Citing the long delay in bringing criminal charges, a South Carolina judge on Friday dismissed murder counts that were filed earlier this year against a father and stepmother accused of killing the father’s 5-year-old son in 1989.
The judge, Roger M. Young Sr. of the Ninth Judicial Circuit, wrote that the 35-year delay had caused “substantial actual prejudice to both defendants, infringing upon their right to a fair trial.”
More than 20 witnesses who could have testified in 1989 were no longer able to so do because they were either dead or in poor health, the judge wrote. As a result, he said, lawyers for the father, Victor Lee Turner, 70, and his wife, Megan Renee Turner, 63, would have been unable to question them.
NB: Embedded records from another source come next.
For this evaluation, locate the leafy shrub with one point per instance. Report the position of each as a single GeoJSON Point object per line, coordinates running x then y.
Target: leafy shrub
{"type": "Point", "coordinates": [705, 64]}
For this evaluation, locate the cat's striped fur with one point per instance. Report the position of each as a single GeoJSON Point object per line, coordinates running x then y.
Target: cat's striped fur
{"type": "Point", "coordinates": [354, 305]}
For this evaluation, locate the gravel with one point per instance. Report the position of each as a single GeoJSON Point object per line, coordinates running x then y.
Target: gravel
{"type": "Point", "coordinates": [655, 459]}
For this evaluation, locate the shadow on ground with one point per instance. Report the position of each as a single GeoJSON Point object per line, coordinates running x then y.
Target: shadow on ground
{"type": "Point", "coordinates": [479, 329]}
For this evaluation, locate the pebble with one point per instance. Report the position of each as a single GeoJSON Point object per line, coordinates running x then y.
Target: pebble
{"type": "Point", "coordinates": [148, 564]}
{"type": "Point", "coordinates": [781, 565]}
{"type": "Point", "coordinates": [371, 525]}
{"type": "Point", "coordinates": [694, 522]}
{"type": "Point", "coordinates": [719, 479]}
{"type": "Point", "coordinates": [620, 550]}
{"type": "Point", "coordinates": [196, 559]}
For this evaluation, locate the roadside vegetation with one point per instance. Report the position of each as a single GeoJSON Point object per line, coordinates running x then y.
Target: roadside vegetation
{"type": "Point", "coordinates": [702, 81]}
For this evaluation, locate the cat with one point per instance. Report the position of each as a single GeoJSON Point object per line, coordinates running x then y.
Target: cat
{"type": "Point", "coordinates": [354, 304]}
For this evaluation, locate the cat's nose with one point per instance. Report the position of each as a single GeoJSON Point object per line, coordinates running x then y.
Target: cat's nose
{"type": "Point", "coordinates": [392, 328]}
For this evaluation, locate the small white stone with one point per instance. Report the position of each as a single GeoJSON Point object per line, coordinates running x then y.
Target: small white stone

After the boy, Justin Lee Turner, was reported missing on the afternoon of March 3, 1989, the Turners initially told the authorities that he had gotten on a school bus and never returned.
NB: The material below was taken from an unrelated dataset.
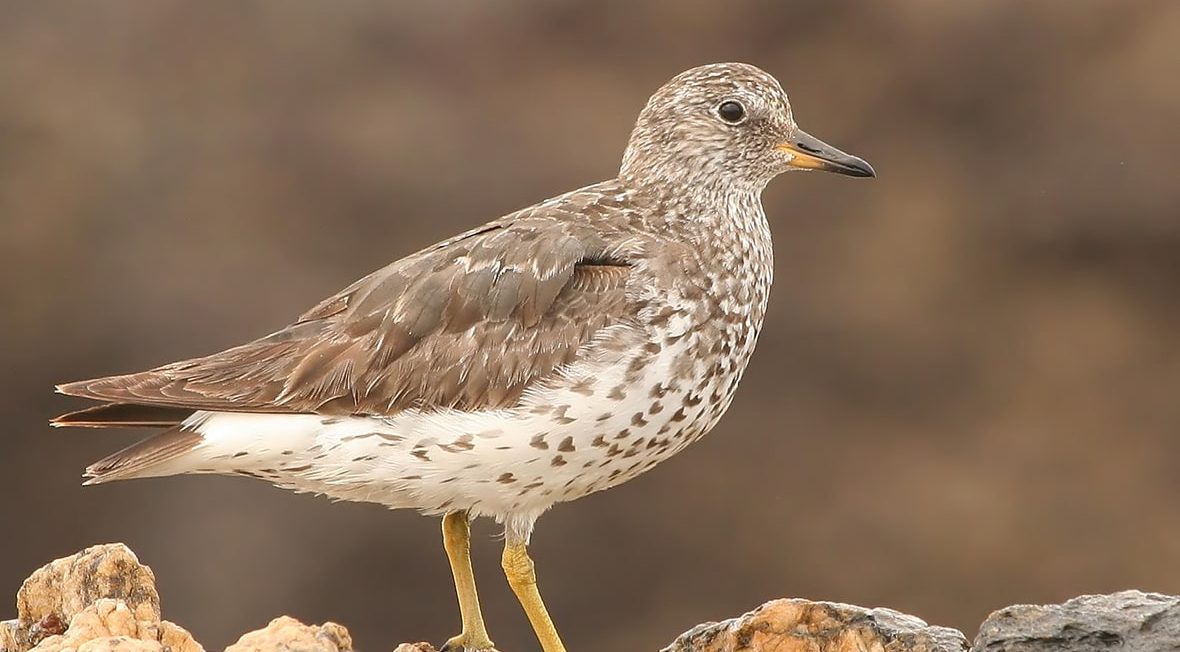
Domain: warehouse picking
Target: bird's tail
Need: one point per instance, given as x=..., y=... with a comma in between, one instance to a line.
x=144, y=459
Two days later, as a local news station, WCBD-TV of Charleston, S.C., was recording, Mr. Turner appeared to discover the boy’s body in a camper trailer on the family’s property. “My son’s in there,” he said quietly.
Investigators believed in 1989 that Ms. Turner had strangled Justin with a dog leash that was recovered in the kitchen of the family’s home, Judge Young wrote. She was indicted on a murder charge in February 1990, but prosecutors dropped it later that year.